Our revenue is generated from two different types of clients: Transactional and Managed Transportation. Most of our clients are categorized as Transactional clients. We provide services to our Transactional clients on a shipment-by-shipment basis. We categorize a client as a Managed Transportation client if we have a contract with the client for the provision of services on a recurring basis. Our contracts with Managed Transportation clients typically have a multi-year term and are often on an exclusive basis for a specific transportation mode or point of origin. In several cases, we provide substantially all of a client's transportation and logistics requirements. Our Managed Transportation accounts typically generate higher dollar amounts and volume than our Transactional relationships. For the six months ended June 30, 2017 and 2016, Transactional clients accounted for 79.5% and 81.7% of our revenue, respectively, and Managed Transportation clients accounted for 20.5% and 18.3% of our revenue, respectively. We expect to continue to grow both our Transactional and Managed Transportation client base in the future, although the rate of growth for each type of client will vary depending on opportunities in the marketplace.

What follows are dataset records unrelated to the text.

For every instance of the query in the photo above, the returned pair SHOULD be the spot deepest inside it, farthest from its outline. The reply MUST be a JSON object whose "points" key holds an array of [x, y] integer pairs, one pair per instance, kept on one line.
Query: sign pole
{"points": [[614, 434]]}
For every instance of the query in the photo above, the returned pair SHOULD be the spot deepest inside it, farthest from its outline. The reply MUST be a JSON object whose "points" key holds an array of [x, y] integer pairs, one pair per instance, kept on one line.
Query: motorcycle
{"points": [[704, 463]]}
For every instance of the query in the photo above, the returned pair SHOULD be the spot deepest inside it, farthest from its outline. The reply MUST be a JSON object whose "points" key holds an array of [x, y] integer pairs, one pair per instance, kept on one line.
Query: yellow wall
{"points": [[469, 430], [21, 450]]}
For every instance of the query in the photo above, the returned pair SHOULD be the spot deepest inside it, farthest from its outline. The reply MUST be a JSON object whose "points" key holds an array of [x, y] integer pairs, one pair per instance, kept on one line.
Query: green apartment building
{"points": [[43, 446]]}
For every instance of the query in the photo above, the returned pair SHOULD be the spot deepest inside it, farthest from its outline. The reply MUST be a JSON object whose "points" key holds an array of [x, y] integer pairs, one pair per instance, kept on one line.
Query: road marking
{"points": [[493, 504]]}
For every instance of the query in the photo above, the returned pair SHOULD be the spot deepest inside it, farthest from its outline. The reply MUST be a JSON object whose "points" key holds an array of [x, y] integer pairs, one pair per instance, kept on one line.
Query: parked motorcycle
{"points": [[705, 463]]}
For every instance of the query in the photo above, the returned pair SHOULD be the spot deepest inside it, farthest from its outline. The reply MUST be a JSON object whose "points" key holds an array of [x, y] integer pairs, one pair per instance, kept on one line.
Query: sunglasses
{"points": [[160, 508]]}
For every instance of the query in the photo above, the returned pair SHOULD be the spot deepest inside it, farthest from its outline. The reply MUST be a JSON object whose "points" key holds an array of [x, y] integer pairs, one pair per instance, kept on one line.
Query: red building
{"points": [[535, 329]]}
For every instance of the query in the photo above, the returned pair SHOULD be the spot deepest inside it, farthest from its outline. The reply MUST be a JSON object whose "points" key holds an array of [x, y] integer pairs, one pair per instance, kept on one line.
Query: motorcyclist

Revenue recognized per shipment will vary depending on the transportation mode, fuel prices, shipment weight, density and mileage of the product shipped. The primary modes of shipment that we transact in are TL, LTL and intermodal. Other transportation modes include small parcel, domestic air, expedited and international. Material shifts in the percentage of our revenue by transportation mode could have a significant impact on our revenue growth. For the six months ended June 30, 2017, TL accounted for 67.2% of our revenue, LTL accounted for 27.5% of our revenue, intermodal accounted for 3.8% of our revenue and other transportation modes accounted for 1.5% of our revenue. For the six months ended June 30, 2016, TL accounted for 67.6% of our revenue, LTL accounted for 26.3% of our revenue, intermodal accounted for 4.4% of our revenue and other transportation modes accounted for 1.7% of our revenue.

The transportation industry has historically been subject to seasonal sales fluctuations as shipments generally are lower during and after the winter holiday season because many companies ship goods and stock inventories prior to the winter holiday season. While we experience some seasonality, differences in our revenue between periods have been driven primarily by growth in our client base.

Transportation costs and net revenue

We act primarily as a service provider to add value and expertise in the procurement and execution of transportation and logistics services for our clients. Our pricing structure is primarily variable, although we have entered into a limited number of fixed-fee arrangements that represent an insignificant portion of our revenue. Net revenue equals revenue minus transportation costs. Our transportation costs consist primarily of the direct cost of transportation paid to the carrier.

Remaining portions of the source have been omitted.